Detenuti, e poi figli di detenuti che a loro volta finiscono in galera: la storia si ripete, e abbastanza di frequente. È quindi, una vicenda purtroppo "normale" quella raccontata da un ragazzo "ospite" della Casa circondariale Sant'Anna di Modena sulle pagine di Evafuori, un'antologia realizzata dagli studenti - detenuti dell'istituto Fermo Corni: la storia di un ragazzo che ripercorre a ritroso la sua vita per trovare, all'origine di un percorso che l'ha portato in carcere, un padre continuamente dentro e fuori dalla galera, una madre costretta a subire la sua violenza, e un figlio lì in mezzo, a guardare impotente.

 

Scrivo dal carcere e tanti sono i ricordi di quando ero un ragazzo libero, avevo all'incirca 8 anni e tanti problemi nella mia famiglia, mio padre entrava e usciva di galera come se quella fosse la sua seconda casa e per questo motivo mia madre soffriva molto quando mio padre mancava da casa, mia madre faceva tanti sacrifici per farci crescere nel migliore dei modi. Quando mio padre usciva, al posto di ringraziarla la maltrattava, litigavano sempre e lui le alzava contro anche le mani.

Io certe volte andavo verso mio padre e gli dicevo: perché fai tutto questo? Ed a quel punto si bloccava per qualche istante, poi picchiava anche me. A 10 anni mi stancai di assistete a tutte queste sofferenze, preparai la valigia con i miei vestiti e me ne andai via di casa dalla mia bisnonna in un'altra città. La mia vita incominciò a cambiare, però mi mancava sempre tanto mia madre, mi chiedevo ogni momento pecche la mia famiglia non fosse come le altre famiglie. Ma ero ancora troppo giovane, non resisterti più a stare senza mia madre, e ritornai a casa, e anche allora mio padre si trovava in carcere, ma questa volta con una grossa condanna. Non sapevo cosa fare, abbandonai gli studi, volevo diventare l'uomo di casa e mi misi a cercare un lavoro che trovai in poco tempo.

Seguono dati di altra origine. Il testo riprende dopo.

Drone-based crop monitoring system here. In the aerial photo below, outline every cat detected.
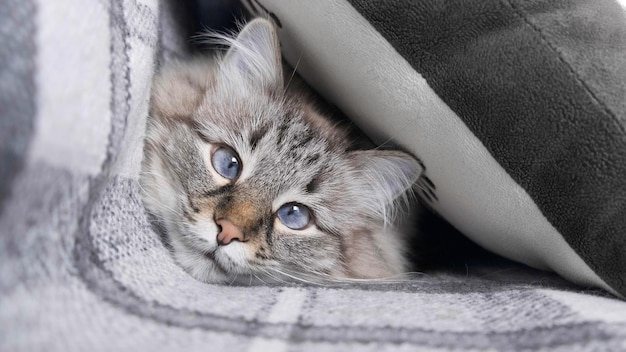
[140,19,423,283]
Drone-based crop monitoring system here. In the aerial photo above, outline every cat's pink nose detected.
[215,219,243,246]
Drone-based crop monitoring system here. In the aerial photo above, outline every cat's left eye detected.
[276,203,311,230]
[211,147,241,180]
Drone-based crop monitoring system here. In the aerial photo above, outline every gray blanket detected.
[0,0,626,351]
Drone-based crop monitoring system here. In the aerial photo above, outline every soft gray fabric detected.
[0,0,626,351]
[350,0,626,295]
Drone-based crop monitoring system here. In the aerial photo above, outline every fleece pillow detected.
[241,0,626,297]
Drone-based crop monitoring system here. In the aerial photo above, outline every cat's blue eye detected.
[211,147,241,180]
[276,203,311,230]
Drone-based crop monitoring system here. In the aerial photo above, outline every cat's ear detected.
[350,150,424,204]
[224,18,283,87]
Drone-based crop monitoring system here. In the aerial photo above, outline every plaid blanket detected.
[0,0,626,351]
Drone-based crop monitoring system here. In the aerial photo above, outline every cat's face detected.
[141,20,421,282]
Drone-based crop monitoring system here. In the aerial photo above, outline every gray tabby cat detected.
[140,19,422,282]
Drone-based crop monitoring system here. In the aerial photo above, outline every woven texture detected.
[0,0,626,351]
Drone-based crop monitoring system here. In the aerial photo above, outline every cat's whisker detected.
[285,52,302,92]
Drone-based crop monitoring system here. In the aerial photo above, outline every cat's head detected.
[141,20,422,282]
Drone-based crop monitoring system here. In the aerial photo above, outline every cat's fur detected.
[140,19,422,282]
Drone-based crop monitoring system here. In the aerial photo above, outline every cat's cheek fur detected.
[188,217,219,252]
[171,237,228,283]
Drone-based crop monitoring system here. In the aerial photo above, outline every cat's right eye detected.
[211,147,241,180]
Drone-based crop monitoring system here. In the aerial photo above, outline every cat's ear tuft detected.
[351,150,424,204]
[224,18,283,86]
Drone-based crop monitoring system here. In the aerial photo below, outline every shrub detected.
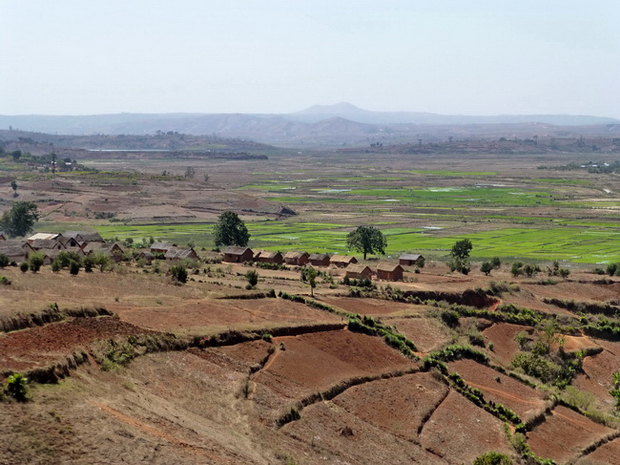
[28,252,43,273]
[170,265,187,284]
[480,262,493,276]
[474,451,512,465]
[69,261,81,276]
[4,373,28,402]
[245,270,258,289]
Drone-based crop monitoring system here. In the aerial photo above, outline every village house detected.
[344,263,372,279]
[223,246,254,263]
[42,247,86,265]
[254,250,284,265]
[26,233,62,243]
[284,251,310,266]
[377,263,405,281]
[82,242,123,262]
[308,253,329,266]
[398,253,424,266]
[164,247,199,261]
[329,255,357,268]
[0,239,35,263]
[63,231,105,246]
[149,242,177,255]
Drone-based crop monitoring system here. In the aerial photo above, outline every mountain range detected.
[0,102,620,146]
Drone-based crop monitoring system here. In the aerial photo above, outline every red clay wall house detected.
[308,253,329,266]
[224,247,254,263]
[284,252,310,266]
[377,263,405,281]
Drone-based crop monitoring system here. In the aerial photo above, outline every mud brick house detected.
[284,252,310,266]
[224,246,254,263]
[377,263,405,281]
[308,253,329,266]
[329,255,357,268]
[398,253,424,266]
[63,231,105,246]
[0,239,35,263]
[82,242,123,262]
[164,247,200,261]
[149,242,177,255]
[254,250,284,265]
[344,263,372,279]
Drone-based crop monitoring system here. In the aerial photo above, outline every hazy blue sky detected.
[0,0,620,118]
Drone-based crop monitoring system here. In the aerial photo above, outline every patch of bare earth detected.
[116,298,342,334]
[482,323,534,367]
[333,373,448,442]
[527,406,613,463]
[0,317,149,372]
[420,391,513,464]
[448,360,546,421]
[385,317,451,353]
[573,350,620,410]
[322,297,422,316]
[253,330,415,422]
[575,439,620,465]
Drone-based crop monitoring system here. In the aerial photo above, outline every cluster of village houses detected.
[0,231,424,281]
[224,247,424,281]
[0,231,199,265]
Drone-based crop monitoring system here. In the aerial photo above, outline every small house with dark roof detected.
[26,233,62,243]
[398,253,424,266]
[27,238,66,250]
[254,250,284,265]
[63,231,105,245]
[42,247,86,265]
[82,242,123,262]
[377,263,405,281]
[344,263,372,279]
[164,247,199,261]
[150,241,177,254]
[329,255,357,268]
[223,246,254,263]
[308,253,329,266]
[0,239,35,263]
[284,251,310,266]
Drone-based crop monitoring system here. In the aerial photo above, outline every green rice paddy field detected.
[41,165,620,264]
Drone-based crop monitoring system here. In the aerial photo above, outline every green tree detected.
[0,202,39,237]
[450,239,474,260]
[347,226,387,260]
[4,373,28,402]
[28,252,43,273]
[480,262,493,276]
[300,266,319,297]
[245,270,258,289]
[170,265,187,284]
[213,211,250,247]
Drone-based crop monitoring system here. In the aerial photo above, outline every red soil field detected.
[115,298,342,334]
[575,439,620,465]
[333,373,448,441]
[420,391,513,464]
[482,323,534,367]
[448,360,545,421]
[383,317,451,354]
[0,317,150,371]
[527,406,613,463]
[321,297,424,316]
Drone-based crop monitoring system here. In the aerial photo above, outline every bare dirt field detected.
[527,406,613,463]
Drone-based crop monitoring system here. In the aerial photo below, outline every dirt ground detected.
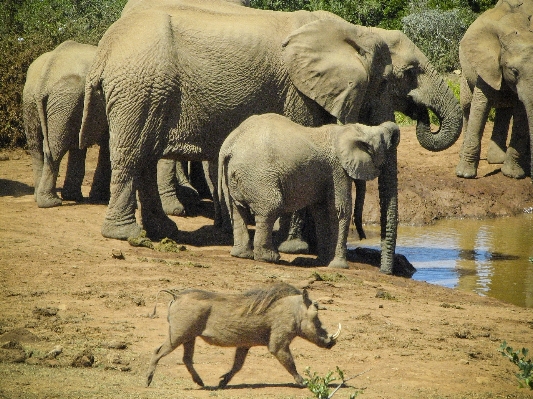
[0,126,533,399]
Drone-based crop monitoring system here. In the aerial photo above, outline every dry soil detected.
[0,126,533,399]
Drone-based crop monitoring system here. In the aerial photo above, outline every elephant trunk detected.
[378,148,398,274]
[409,65,463,151]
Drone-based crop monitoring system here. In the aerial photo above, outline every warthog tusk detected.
[331,323,341,341]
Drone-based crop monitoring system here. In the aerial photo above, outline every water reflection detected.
[349,214,533,307]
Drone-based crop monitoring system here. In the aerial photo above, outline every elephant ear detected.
[460,7,507,90]
[333,123,378,180]
[282,19,385,123]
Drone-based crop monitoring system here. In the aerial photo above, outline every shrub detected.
[402,8,475,72]
[0,0,126,148]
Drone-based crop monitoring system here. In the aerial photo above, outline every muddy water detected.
[348,214,533,308]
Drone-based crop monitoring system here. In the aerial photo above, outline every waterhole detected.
[348,214,533,308]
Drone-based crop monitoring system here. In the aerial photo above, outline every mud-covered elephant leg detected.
[61,148,87,202]
[455,79,491,179]
[353,180,366,240]
[89,132,111,203]
[157,158,185,216]
[138,160,178,240]
[378,149,398,274]
[176,161,200,216]
[487,107,513,164]
[254,214,280,263]
[230,201,254,259]
[202,160,231,228]
[502,101,530,179]
[278,209,309,254]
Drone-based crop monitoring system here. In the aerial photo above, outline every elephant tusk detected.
[331,323,341,341]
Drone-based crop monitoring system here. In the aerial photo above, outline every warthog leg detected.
[183,339,204,387]
[269,345,304,386]
[218,348,250,388]
[146,339,204,387]
[146,341,175,386]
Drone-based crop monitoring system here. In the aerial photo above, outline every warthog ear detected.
[302,289,313,308]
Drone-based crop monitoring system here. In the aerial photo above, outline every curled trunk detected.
[407,65,463,151]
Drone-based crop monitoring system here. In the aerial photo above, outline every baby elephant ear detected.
[283,20,384,123]
[333,122,400,181]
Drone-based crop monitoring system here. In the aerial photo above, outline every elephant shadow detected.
[0,179,33,197]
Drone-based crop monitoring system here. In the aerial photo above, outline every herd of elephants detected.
[23,0,533,274]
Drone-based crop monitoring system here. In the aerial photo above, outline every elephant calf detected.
[218,114,400,274]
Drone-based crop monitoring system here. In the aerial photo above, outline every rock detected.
[44,345,63,359]
[70,349,94,367]
[0,328,39,342]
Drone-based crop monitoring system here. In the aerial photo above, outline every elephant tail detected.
[218,150,233,228]
[35,96,52,161]
[79,69,108,148]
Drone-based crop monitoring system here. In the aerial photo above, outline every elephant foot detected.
[278,238,309,254]
[102,219,142,240]
[89,189,110,204]
[161,196,185,216]
[61,187,83,202]
[487,140,505,164]
[455,159,477,179]
[36,193,63,208]
[230,245,254,259]
[502,158,526,179]
[254,248,280,263]
[328,257,349,269]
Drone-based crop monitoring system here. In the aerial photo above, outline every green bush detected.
[0,0,126,148]
[402,8,475,72]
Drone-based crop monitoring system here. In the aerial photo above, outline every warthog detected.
[146,283,341,388]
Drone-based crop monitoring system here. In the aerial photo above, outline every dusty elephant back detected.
[90,4,331,159]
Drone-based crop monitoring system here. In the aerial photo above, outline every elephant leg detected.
[353,180,366,240]
[502,102,529,179]
[487,108,513,164]
[278,209,309,254]
[309,202,333,265]
[254,214,280,263]
[102,166,142,240]
[378,149,398,274]
[89,141,111,202]
[176,161,200,216]
[455,83,490,179]
[202,161,231,231]
[230,201,254,259]
[157,159,185,216]
[37,150,66,208]
[61,148,87,202]
[31,150,44,201]
[138,162,178,240]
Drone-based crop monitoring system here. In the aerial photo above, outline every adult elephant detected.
[80,0,460,244]
[456,1,533,179]
[22,40,111,208]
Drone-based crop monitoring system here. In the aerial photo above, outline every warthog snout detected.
[146,283,341,388]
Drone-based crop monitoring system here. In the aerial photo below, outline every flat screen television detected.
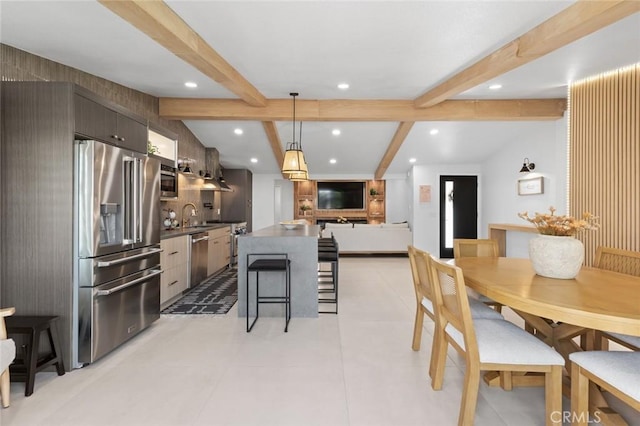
[318,181,366,210]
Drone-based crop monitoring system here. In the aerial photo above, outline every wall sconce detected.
[520,158,536,173]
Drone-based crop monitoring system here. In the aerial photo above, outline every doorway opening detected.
[440,176,478,259]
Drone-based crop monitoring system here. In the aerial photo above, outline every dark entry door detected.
[440,176,478,258]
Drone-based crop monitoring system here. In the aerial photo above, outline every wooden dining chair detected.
[453,238,502,312]
[407,245,435,351]
[594,246,640,351]
[407,245,503,378]
[0,308,16,408]
[569,351,640,426]
[429,257,564,426]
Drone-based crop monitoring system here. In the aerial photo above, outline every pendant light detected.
[282,93,308,180]
[289,121,309,182]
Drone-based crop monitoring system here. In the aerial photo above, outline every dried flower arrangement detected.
[518,206,600,237]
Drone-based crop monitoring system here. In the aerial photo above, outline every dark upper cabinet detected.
[74,94,148,153]
[220,169,253,232]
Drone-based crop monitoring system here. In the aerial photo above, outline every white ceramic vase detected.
[529,235,584,279]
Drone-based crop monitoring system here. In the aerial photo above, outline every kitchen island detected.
[238,225,320,317]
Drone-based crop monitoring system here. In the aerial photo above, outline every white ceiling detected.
[0,0,640,178]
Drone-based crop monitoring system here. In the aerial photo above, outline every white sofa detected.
[322,223,413,253]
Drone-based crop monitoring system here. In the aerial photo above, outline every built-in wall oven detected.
[160,164,178,198]
[229,222,247,267]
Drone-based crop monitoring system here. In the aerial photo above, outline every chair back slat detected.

Purtroppo guadagnavo poco, i soldi non bastavano neanche per l'affitto e allora iniziai a constatare che la vita non era altro che sofferenza e ancora peggio, perché non riuscivo ad aiutare mia madre come volevo. Ed è così che iniziai frequentare quartieri malfamati e ragazzi poco affidabili, invece mia madre sapeva che andavo a lavorare. Stavo facendo brutte cose e guadagnavo molti soldi che sarebbero serviti a mia madre per affrontare le spese quotidiane e l'affitto a fine mese. Mi sentivo importante, ma quando un giorno diedi questi soldi a mia madre, lei per tutta risposta mi diede uno schiaffo e mi rimproverò, chiedendomi se anche io volevo seguire le orme di mio padre, entrare e uscire da un carcere. La fissai per cinque minuti e mi resi conto che aveva ragione. Ma continuai su quella brutta strada e non pensavo più a niente e a nessuno, ma ora mi trovo dietro le sbarre, in galera!